3Dビデオを撮影するためのiOSアプリの構築方法(ケーススタディ)
公開: 2022-03-10私たちのチームも3D撮影に魅了されました。 人間の視覚装置の特徴と立体写真の技術的詳細を徹底的に研究しました。 そこで、3D動画を撮影してYouTubeにアップロードするiOSアプリを開発することにしました。 このアプリの背後にあるアイデアは、2台のiPhoneを特別なフレームに取り付けることで、3Dビデオの撮影を容易にすることでした。 それがステレオビデオレコーダーアプリの登場です。
Smashing Magazineの読者と、3Dビデオの作成に関する調査を共有することにしました。 また、アプリケーション作成の技術的特徴について説明し、iPhoneのマウントに使用されるフレームワークの詳細な図面を提供します。
すべてが始まった経緯
3Dビデオ機能の研究では、仮想現実の実験から始めました。 段ボールのフレームを作り、3DフォーマットのiPhone2台で世界を見渡した。 私たちの研究の詳細は私たちのブログで見つけることができます。 ここでさらに進みます。
この調査を続けて、アプリケーションの別のプロトタイプを作成することにしました。これにより、立体3Dビデオを録画してYouTubeにアップロードできるようになります。
立体視は、フラットな画像に奥行きのある錯覚を作り出す方法です。 ステレオ録音は19世紀から知られています。 立体3Dビデオを作成する際に、両眼視をシミュレートします。 瞳孔間の距離により、人間の脳は周囲の空間の体積、つまり物体までの距離を分析するのがはるかに簡単になります。 双眼立体視は、映画業界で広く使用されています。 ステレオフォーマットを使わないハリウッドの傑作に出会うことはほとんどありません。
私たちのアプリのプロトタイプの目的は、2つの異なるiPhoneカメラで同時にビデオを撮影し、結果のビデオファイルを1つにマージして、Google Cardboard、バーチャルリアリティヘルメット、3DTVなどの3Dメガネを使用して表示することでした。
ステレオ画像と3D画像の認識
ステレオ画像と3D画像の認識について詳しく説明します。 実際、ステレオグラフィーは、時間の経過とともに進化した私たちの目のように機能します。 両眼の間に距離があるため、左眼と右眼の網膜に投影される画像は少し異なります。 この違いは視差と呼ばれます(2つの異なる位置から見たときにオブジェクトの位置が異なるように見える効果)。 ただし、観察者には2つの別々の画像は表示されません。 視覚装置は、単一の空間画像の知覚を形成し、ボリューム、距離などを感知できます。視覚装置は、特定のポイントで空間に配置された空間画像とオブジェクトを検出、処理、および投影することを理解することが重要です。

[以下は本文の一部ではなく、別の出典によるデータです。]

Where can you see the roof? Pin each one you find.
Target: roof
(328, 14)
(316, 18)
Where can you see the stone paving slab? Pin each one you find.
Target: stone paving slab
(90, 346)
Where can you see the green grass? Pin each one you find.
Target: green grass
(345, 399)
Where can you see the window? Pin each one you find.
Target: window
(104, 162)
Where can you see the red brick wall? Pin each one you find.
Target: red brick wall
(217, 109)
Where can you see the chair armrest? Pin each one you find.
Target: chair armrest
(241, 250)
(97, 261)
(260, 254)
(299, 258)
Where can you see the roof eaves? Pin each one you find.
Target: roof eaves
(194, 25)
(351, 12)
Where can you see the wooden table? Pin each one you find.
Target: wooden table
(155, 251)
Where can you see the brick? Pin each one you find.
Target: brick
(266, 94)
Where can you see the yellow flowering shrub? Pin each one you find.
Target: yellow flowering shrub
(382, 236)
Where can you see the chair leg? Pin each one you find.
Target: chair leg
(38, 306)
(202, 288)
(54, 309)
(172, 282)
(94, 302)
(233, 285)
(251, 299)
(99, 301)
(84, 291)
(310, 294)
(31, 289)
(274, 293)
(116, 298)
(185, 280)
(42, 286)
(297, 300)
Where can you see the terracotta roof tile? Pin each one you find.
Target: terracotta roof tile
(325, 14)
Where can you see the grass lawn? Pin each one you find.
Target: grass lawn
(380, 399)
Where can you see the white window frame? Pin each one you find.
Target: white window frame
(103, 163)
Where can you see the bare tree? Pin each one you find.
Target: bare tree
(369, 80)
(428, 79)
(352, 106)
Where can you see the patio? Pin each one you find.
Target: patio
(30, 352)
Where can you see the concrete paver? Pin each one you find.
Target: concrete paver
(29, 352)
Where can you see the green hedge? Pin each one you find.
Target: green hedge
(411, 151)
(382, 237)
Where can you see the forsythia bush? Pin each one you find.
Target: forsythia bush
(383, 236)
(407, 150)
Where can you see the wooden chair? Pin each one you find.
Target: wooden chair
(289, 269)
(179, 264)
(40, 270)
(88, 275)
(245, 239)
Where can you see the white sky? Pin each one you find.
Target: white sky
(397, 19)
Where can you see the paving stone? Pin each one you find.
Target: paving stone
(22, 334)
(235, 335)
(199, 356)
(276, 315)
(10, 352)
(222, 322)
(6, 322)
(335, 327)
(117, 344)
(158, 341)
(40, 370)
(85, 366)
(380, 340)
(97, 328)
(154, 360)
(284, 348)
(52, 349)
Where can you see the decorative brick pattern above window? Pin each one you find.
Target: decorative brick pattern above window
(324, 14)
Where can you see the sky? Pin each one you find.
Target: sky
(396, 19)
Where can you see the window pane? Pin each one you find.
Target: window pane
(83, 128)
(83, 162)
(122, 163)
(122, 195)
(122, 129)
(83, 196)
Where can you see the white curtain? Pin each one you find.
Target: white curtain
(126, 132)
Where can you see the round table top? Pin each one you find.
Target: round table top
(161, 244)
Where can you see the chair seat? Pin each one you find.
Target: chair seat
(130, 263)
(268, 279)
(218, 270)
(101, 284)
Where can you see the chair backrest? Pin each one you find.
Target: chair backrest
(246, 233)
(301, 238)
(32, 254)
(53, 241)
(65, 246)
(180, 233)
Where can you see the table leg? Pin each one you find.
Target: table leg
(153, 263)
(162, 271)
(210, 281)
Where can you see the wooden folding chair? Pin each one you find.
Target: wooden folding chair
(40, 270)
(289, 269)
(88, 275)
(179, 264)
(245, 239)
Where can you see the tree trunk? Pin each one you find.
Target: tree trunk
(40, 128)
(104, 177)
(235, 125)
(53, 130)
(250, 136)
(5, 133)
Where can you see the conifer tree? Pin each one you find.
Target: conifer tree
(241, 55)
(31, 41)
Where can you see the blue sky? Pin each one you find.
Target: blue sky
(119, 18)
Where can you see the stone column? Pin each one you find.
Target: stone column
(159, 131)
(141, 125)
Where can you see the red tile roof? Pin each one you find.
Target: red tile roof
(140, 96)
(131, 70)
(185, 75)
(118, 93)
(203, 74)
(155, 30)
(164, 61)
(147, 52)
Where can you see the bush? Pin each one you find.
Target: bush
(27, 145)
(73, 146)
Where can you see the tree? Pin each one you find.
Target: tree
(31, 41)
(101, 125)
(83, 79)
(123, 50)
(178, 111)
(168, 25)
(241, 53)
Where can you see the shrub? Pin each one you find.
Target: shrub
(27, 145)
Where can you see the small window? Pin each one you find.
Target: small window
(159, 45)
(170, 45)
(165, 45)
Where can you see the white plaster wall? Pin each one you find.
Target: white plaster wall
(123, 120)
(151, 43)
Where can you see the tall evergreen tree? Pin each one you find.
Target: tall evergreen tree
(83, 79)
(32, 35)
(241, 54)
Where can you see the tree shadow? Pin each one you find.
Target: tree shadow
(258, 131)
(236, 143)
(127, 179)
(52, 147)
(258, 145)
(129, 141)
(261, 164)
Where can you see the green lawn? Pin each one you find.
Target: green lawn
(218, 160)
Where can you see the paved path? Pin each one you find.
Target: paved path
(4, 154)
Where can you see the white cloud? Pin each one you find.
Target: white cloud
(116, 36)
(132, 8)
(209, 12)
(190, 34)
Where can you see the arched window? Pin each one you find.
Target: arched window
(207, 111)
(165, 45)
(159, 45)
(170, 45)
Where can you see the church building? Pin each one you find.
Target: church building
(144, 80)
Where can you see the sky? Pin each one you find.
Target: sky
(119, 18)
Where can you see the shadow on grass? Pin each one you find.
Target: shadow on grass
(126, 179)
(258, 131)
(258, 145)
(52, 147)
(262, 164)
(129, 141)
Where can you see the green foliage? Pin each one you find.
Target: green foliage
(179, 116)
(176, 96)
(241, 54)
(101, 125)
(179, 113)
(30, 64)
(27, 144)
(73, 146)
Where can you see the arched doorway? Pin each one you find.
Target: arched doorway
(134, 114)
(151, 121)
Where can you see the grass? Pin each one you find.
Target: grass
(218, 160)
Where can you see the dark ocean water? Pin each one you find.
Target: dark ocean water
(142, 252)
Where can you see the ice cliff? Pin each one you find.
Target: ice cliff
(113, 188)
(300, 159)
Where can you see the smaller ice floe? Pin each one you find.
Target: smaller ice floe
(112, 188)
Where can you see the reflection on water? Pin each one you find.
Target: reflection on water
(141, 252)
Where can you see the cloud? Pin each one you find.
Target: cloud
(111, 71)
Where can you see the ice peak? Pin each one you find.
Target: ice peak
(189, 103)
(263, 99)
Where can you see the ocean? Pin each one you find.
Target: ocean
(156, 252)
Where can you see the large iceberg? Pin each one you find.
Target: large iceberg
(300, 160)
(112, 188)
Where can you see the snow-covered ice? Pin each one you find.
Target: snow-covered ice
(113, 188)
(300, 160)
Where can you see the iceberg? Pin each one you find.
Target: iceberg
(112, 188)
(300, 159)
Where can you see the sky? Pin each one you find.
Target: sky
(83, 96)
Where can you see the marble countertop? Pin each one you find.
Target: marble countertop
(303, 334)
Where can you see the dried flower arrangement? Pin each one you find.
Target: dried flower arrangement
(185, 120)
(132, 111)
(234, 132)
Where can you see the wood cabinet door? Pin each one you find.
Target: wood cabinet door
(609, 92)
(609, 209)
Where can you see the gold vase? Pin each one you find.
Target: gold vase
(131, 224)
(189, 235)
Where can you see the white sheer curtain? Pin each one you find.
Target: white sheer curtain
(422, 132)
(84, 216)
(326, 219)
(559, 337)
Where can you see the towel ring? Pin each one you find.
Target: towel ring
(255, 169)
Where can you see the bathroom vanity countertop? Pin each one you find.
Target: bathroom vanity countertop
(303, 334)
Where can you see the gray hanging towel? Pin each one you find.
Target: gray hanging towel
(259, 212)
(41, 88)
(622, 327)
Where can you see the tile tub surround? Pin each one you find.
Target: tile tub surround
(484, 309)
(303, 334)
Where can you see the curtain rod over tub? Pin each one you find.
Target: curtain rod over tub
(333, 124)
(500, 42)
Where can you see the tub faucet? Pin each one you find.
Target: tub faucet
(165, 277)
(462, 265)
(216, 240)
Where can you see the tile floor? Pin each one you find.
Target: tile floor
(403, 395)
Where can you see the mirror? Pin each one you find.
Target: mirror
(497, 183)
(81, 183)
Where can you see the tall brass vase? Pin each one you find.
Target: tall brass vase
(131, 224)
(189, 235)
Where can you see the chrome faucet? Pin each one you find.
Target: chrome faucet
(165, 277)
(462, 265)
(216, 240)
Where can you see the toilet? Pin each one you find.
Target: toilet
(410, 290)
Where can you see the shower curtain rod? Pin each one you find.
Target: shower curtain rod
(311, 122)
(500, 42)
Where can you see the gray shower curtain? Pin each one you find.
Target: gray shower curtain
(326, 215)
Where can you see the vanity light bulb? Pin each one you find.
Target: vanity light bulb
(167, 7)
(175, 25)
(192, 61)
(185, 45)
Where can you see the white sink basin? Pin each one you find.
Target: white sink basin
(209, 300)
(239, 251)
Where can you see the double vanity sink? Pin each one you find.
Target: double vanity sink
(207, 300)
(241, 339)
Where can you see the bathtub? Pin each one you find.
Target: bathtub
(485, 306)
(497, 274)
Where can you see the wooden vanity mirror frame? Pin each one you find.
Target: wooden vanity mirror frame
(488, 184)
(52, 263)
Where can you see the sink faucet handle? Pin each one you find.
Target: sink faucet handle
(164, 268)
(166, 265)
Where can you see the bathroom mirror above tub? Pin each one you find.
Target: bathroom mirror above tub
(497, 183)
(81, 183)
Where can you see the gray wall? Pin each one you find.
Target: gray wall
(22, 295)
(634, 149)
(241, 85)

人間の視覚装置がどのように機能するかを理解することで、視聴者が完全な3D画像を感じることができるように、視覚資料をどのように準備して再現する必要があるかを徹底的に調査できます。
すべてを順番に見ていきましょう。
物理法則の下で動作する他のデバイスと同様に、人間の視覚装置には独自の機能と制限があります。
まず、視覚プロセスの観点から、視点(POV)と呼ばれる単一の点のみに視線を集中させることを理解する必要があります。 実際、POVは、目が焦点を合わせ、左右の視線が通過するポイントです。 POVまでの距離に応じて、左目と右目の視線間の角度が異なります。 線がPOVに収束するように目が向けられます。 これらの線は、人が遠くを見たとき、つまり無限大を見たときに平行になります。
目の変位が小さいため、網膜に投影される画像はわずかに異なります。 これは通常、人が見ている画像の変位の形で現れます—左目は左に、右目は右に。 すでに述べたように、この現象は視差と呼ばれます。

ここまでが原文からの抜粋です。